Since its a Sunday, which makes it easier for family and friends to attend, Senior Day festivities will take place.
“My time as a Hoosier has been one of the best times of my life,” senior defender Caroline Dreher said. “I can’t believe we’re already seniors. I just picture all the Senior Days we’ve had in the past with the older girls crossing the field. I always thought that was so far away, but now we’re doing it.”
IU Coach Amy Berbary said she has a lot of pride in this year’s senior class. Over the last four years, Berbary has watched these eight seniors grow and evolve into “90-minute players.”
“This senior class has really contributed to the culture of our program,” Berbary said. “They are the epitome of student athletes. They’re fantastic in the classroom, they’re unbelievable people and great leaders that have helped drive this team.”
The eight seniors are comprised of five true seniors, two redshirts and a graduate student transfer. All but one of them have solidified themselves as everyday starters this season.
The senior class’ leadership was a big part of the team’s 6-1-2 start, but the team has since lost three straight games to fall below .500 in conference play. Playing at home for the first time in three weeks, the Hoosiers have a chance to get back into the mix in the Big Ten.
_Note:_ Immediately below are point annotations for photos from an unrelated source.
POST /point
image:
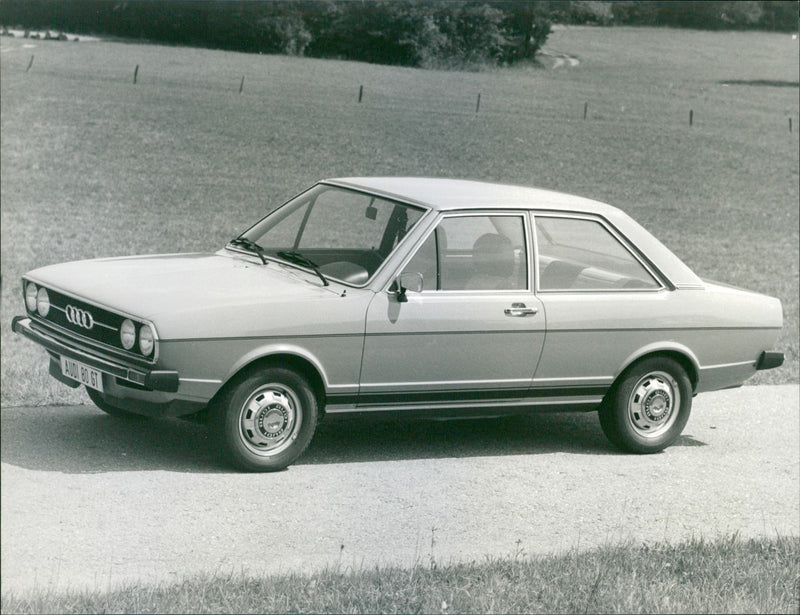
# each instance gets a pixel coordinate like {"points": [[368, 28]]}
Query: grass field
{"points": [[93, 165], [728, 575]]}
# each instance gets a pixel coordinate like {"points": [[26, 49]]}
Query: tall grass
{"points": [[728, 575], [93, 165]]}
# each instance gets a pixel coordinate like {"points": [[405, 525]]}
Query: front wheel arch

Friday’s match against Wisconsin will be a bit of a challenge for IU. The Badgers started the season 7-1-1 and have since cooled off to a still-impressive 8-2-3 record. Sophomore forwards Lauren Rice and Cameron Murtha have lead the way for Wisconsin with 10 and eight points, respectively, on the season.
The Badgers defense and goaltending has been key to their success. In 13 games, the team has allowed just 11 goals. IU has been averaging 2.17 goals per game this season, but Berbary said she knows that Wisconsin’s defense is incredible under pressure.
“Wisconsin is a very organized team,” Berbary said. “They play a system that doesn’t allow you to get into the attacking third. We just need to make sure we take advantages of the chances we get. Obviously, we have a dynamic attack we just need to get it going early.”
As for Minnesota, their 7-5-1 record doesn't speak like Wisconsin’s does. Their experience against three top-25 opponents, however, has turned the Golden Gophers into a team that’s always a threat to score.
“Minnesota is always resilient,” Berbary said. “They never quit, that’s one thing we always make a point of. Our backs are going to have to be extremely good individually and then we’ll have to keep our lines tight so they are not splitting us.”
When the Golden Gophers squared off against a top-ranked Stanford team during nonconference play, Minnesota nearly upended the No. 1 team in the nation, falling 2-1 in overtime. Two weeks later, the Golden Gophers shutout a 12th-ranked Northwestern 2-0 at home.
Minnesota has the ability to score goals in big-time games, but the Hoosier defenders are up to the task.
“In the Purdue game we really played to our identity as a backline and we’re looking to continue that this weekend,” Dreher said. “I would love to come out with a win on Sunday because we need to get some wins to make it into the tournament, but to do it on Senior Day would mean that much more.”